The ACCU Conference

The ACCU Conference

By Frances Buontempo, Felix Petriconi

Overload, 30(171):9, October 2022

Frances Buontempo extols the virtues of attending (or presenting); Felix Petriconi says 'thank you' to Julie Archer.

ACCU is a group of programmers who care about their craft, sharing knowledge, continually learning, and generally seeking Professionalism in Programming. We welcome new members ( In addition to our journals, discussion lists and local groups, we hold an annual Spring conference. Members get a conference discount, which more than covers the cost of joining.

The conference has a C++ focus, but covers all aspects of development and often includes other programming languages. The ACCU 2023 conference will be held in Bristol, UK, from 2023-04-19 to 2023-04-22; it will be run as a hybrid event, so you can either take part online or in person. There will also be two days of full-day tutorials on 2023-04-17 and 2023-04-18.

The next call for papers will start mid-October, so watch the ACCU website or the accu-general mailing list ( You could propose a full day tutorial, a 90-minute session or a shorter session. Get your thinking hats on! If you have an idea, but haven’t submitted a proposal before, plenty of ACCU members will be willing to read through an initial draft and give you feedback.

If you’re not brave enough to give a 90-minute full talk, you could always consider giving a shorter talk or even give a lightning talk instead. These are five minute slots at the end of the day and volunteers step up during the conference. They almost always have everyone laughing and provide a great way to round off the day.

As mentioned, ACCU members get a discount, as do speakers. Also, keep your eyes open for early bird rates. If you personally can’t afford the conference, it is worth asking if work will pay for you under a training budget. That was how I first managed to attend. I had to write up why the conference would be useful, and again, getting someone to read a business case through give early feedback is worth considering. Failing that, consider seeing if IncludeCpp ( can help you find a scholarship, or check the ACCU website to see if the conference needs volunteers.

Previous conference schedules and slides are available on the ACCU website ( and we now have a YouTube channel (, so you can listen to talks from 2016 onwards.

I have attended several conferences now, and spoken at a few. The journey from attendee to speaker has been valuable. I could never have imagined getting up and speaking years ago, but ACCU members and the conference itself are very supportive. I have learnt so much from the talks and made friends over coffee, lunch breaks and a few pints of beer. ACCU always had a reputation of being quite hard-core, with the audience potentially digging deep with knowledgeable questions. That is true, but the combination of difficult questions and a supportive environment make this my go-to conference.

As our conference chair, Felix, explains below, times are changing. The move to make the conference hybrid came about because of the pandemic. This has allowed people to take part who otherwise couldn’t attend, which is a good thing. The next conference will be run by a different organizing committee, as Felix explains. We are bound to still see some usual suspects and new faces, ask probing questions and make new friends. Times change. C++ changes. New programming languages come and go. No matter what, it is always wonderful to meet with like-minded people, and go away inspired.

I look forward to potentially meeting you at 2023’s conference, and perhaps listening to you talk. I should stop and hand over to Felix. I have a proposal to write!
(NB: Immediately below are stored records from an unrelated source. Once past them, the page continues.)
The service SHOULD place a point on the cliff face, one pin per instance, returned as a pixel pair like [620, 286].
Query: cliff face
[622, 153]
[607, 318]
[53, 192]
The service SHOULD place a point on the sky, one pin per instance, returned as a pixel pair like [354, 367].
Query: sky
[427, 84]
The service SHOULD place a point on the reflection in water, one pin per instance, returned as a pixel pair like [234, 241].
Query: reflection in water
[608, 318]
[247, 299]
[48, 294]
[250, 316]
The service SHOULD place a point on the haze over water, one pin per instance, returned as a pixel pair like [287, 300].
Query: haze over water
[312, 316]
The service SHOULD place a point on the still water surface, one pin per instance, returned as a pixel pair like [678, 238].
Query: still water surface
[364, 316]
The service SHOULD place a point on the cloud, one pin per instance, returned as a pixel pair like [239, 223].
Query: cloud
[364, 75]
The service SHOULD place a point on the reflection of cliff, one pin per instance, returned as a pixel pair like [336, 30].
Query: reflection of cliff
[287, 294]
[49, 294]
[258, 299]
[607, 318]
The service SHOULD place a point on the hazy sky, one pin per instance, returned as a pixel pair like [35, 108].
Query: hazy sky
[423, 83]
Frances Buontempo has a BA in Maths + Philosophy, an MSc in Pure Maths and a PhD technically in Chemical Engineering, but mainly programming and learning about AI and data mining. She has been a programmer since the 90s, and learnt to program by reading the manual for her Dad’s BBC model B machine.
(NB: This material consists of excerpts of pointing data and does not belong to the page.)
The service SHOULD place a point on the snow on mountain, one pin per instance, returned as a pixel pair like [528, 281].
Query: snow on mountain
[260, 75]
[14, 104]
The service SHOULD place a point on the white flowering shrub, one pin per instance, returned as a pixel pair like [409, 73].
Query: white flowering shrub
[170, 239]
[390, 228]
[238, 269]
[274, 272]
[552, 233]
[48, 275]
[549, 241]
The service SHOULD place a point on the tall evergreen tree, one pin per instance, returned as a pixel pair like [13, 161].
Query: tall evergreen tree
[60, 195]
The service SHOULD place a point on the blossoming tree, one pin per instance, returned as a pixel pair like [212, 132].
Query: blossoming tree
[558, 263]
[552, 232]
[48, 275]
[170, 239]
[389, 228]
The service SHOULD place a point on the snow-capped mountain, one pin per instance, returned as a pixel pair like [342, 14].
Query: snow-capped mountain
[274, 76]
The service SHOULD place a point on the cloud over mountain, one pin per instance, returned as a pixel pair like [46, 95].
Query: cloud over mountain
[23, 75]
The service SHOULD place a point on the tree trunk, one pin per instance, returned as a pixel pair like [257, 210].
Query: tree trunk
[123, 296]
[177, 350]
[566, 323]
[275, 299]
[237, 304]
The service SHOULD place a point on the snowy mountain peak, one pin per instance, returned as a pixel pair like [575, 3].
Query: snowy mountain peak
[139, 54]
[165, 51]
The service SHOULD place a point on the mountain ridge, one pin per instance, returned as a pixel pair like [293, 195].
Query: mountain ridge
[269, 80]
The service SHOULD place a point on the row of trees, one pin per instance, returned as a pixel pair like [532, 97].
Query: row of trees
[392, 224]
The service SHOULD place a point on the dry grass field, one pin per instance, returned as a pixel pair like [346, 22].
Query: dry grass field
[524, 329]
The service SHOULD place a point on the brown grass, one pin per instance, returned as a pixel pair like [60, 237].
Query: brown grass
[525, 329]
Thank you to Julie Archer and Archer Yates Ltd.

Julie Archer from Archer Yates Ltd, the organising company of the ACCU Conference, told me during the conference in April that she wants to step down and that she will hand over the conference to her very close friend Sarah Byrne who runs her own event organising company

This was a great shock for me, because Julie and her great team were inseparable from the ACCU conference, in my mind. She explained to me that because of comprehensible reasons she cannot continue to organise the conference.

When I attended the ACCU Conference for the very first time in 2015, Julie and her team were the first faces I saw when I arrived. They welcomed me very warmly and I felt immediately among friends. And this feeling continued throughout the whole event. I had attended several different events before but during this time I fell in love with the ACCU conference and started to play an active role. Julie’s support from my very first day on the programme committee and later as chair was amazing! Whenever an attendee, a speaker, a sponsor or one from the committee had a problem or needed something unusual, the team from Archer Yates made it possible. Beside the ‘normal’ organisation they took special care that the conference dinner became an unforgettable event every year!
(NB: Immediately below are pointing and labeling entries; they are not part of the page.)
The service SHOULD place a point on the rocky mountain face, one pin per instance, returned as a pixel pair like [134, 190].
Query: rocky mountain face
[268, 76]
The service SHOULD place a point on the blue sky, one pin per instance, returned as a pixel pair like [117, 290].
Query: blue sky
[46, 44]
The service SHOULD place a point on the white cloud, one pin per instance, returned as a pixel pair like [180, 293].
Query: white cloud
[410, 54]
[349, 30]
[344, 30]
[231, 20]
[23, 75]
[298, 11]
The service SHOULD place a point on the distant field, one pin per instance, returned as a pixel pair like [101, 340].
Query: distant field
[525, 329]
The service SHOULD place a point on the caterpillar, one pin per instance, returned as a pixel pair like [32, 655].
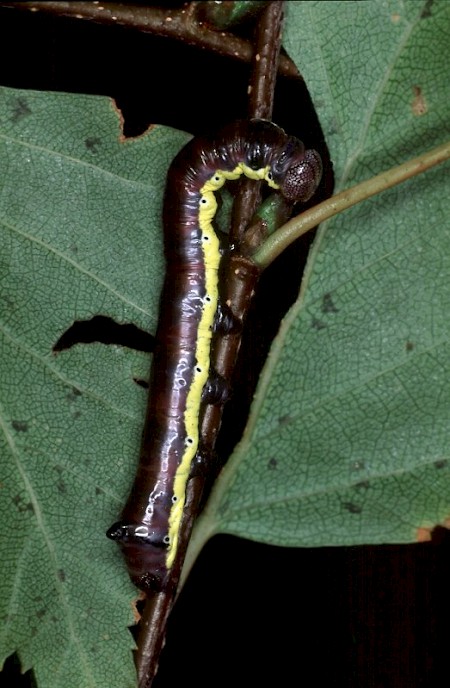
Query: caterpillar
[148, 531]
It was a stroke of luck that ACCU met Archer Yates Ltd. Their knowledge of planning and organising an event, combined with the association’s know-how of a subject that is evolving so fast became a very successful joint venture. The ACCU Conference has evolved from a group of sessions after a WG21 ( meeting to one of the first class software engineering conferences. This would never have been possible without a partner that had worked so absolutely brilliantly in the background. Julie and her team did everything possible that the conferences went so smoothly. The interaction between speakers and attendees lays in the centre of the event.

I will miss Julie and her team, but I wish them the best in the future!